Encerrado o ano de MBA, agora Julia está na reta final do mestrado acadêmico, com conclusão prevista para o fim do ano. Até lá, segue também como fellow de pesquisa na instituição, em uma área que investiga como será o mundo de emissões “carbono zero”, pensando o carbono como ativo financeiro, e não commodity, em conjunto com professores referência na área.
Encerrada essa etapa no Exterior, Julia volta ao Brasil, onde já está com apartamento montado em São Paulo com o marido. Na sua visão, o privilégio do contato com tantos outros países no passado ensinou a economista que o Brasil tem muitas qualidades que não valorizamos. E também que o cenário da pauta climática é mesmo no seu país de origem, e não lá fora.
— Faz mais sentido trabalhar aqui do que em qualquer outro lugar do mundo. E é onde precisamos de gente e de projetos, mas faltam pessoas — destaca. — Em nenhuma outra área na história, se você olhar todas as ondas de crescimento dos últimos 100 anos no mundo, o Brasil teve vantagem competitiva de fato. Estou falando de uma ótica exclusivamente econômica ou racional, onde deveria claramente investir. É a única pauta em que o Brasil tem lugar na mesa no mundo e que as pessoas querem ouvir a nossa opinião.

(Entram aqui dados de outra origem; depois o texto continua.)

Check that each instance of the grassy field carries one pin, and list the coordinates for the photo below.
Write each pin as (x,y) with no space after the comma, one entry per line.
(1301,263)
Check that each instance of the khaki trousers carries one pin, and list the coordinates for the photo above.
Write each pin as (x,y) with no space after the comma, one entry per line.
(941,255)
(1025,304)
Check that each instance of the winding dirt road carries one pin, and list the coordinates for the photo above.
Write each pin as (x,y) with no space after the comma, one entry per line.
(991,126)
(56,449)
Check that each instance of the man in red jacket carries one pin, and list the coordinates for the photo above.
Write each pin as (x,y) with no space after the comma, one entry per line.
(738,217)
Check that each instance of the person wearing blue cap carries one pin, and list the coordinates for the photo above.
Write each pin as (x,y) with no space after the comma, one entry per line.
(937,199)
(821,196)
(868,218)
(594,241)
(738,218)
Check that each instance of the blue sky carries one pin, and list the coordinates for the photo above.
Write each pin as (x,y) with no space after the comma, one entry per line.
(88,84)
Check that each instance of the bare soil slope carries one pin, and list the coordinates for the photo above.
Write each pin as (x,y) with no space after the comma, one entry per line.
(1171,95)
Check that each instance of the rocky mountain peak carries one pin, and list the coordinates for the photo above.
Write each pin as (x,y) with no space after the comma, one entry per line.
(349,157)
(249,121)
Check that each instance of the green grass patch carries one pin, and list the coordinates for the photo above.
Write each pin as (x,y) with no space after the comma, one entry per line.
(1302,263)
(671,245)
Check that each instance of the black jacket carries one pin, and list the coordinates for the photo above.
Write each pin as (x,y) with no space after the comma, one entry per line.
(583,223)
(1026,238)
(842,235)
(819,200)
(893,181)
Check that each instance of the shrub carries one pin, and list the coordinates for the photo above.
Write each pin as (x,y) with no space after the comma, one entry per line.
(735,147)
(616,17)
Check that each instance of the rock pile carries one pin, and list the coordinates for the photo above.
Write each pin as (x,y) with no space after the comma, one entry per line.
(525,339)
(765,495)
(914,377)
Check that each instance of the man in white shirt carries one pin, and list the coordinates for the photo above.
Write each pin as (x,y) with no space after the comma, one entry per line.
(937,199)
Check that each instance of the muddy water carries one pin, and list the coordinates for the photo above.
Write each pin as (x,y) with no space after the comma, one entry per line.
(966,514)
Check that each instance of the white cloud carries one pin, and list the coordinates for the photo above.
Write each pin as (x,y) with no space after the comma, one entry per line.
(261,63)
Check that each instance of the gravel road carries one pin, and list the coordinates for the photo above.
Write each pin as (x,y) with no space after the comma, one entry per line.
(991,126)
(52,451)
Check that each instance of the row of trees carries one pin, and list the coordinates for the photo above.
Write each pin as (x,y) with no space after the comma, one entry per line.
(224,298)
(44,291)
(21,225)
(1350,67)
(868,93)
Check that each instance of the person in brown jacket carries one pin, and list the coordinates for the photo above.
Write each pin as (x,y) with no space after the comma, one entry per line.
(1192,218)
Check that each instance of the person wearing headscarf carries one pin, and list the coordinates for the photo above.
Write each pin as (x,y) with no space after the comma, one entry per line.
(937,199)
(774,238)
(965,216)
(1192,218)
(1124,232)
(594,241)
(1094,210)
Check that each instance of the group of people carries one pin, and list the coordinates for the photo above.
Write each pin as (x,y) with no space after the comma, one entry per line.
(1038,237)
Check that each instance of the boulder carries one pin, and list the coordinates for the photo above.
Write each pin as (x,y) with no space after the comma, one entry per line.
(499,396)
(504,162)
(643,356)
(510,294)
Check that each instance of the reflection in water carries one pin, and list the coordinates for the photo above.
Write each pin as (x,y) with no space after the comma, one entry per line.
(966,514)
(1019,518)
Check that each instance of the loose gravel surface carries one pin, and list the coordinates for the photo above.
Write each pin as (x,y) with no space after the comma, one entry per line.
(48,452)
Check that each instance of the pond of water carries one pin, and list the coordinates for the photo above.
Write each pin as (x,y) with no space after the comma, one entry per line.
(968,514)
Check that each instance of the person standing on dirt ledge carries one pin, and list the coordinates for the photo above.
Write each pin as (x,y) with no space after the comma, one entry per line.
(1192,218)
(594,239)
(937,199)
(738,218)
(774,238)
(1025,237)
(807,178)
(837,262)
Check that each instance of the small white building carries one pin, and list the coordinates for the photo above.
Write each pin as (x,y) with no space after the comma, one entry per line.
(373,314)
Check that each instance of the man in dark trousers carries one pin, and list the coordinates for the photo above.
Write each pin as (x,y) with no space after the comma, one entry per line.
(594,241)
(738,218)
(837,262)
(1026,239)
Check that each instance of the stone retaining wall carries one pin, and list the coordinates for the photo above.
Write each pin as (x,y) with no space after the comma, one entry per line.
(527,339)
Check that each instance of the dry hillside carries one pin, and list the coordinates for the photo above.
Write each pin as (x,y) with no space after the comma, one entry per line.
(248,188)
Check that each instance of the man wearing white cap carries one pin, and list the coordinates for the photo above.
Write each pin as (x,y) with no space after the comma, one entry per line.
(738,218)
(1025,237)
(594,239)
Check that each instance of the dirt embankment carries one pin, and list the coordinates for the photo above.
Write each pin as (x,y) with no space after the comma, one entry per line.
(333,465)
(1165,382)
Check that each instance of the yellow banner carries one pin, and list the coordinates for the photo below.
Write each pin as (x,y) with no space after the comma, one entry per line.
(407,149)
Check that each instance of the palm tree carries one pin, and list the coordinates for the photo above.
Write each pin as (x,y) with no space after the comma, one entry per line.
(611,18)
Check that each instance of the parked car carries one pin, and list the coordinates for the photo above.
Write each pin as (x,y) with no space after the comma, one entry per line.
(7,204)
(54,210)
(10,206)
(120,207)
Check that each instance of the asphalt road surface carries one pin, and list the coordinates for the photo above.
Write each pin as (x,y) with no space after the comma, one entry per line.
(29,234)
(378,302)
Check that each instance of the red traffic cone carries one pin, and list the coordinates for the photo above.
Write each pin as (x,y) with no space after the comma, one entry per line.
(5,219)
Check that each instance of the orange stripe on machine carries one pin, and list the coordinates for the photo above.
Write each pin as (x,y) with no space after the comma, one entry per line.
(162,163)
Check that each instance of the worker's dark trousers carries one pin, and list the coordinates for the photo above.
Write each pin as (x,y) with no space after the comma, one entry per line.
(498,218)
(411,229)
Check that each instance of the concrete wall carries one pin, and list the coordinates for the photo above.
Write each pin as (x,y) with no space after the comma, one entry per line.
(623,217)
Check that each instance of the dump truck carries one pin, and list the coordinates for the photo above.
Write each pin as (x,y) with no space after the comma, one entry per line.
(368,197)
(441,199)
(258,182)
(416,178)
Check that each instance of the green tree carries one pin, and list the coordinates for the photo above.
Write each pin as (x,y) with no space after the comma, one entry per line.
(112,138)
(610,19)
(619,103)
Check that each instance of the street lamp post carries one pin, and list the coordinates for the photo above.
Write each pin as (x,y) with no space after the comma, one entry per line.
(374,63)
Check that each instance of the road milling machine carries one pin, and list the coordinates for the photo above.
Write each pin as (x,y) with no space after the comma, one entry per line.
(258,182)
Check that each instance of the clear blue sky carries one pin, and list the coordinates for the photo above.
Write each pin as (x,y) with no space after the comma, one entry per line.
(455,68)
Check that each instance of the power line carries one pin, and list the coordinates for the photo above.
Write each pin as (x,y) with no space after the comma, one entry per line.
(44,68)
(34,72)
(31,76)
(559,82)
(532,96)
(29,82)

Por acreditar que o Brasil tem essa enorme vantagem competitiva é que Julia escreveu o livro junto a Jorge Caldeira, exatamente com este olhar. A obra foi finalista do Prêmio Jabuti 2021, categoria Economia Criativa. Agora, está em gestação o segundo livro, já com garantia de publicação. A proposta do livro solo é uma das vencedoras do Prêmio Bracken Bower do Financial Times para escritores com menos de 35 anos. Com autorização da autora, compartilhamos um spoiler:
— A pegada é focar mais em inovação: como a natureza pode ser o motor de inovação tecnológica. Nesse sentido temos muita coisa no Brasil também. Só falta a gente assumir essa liderança.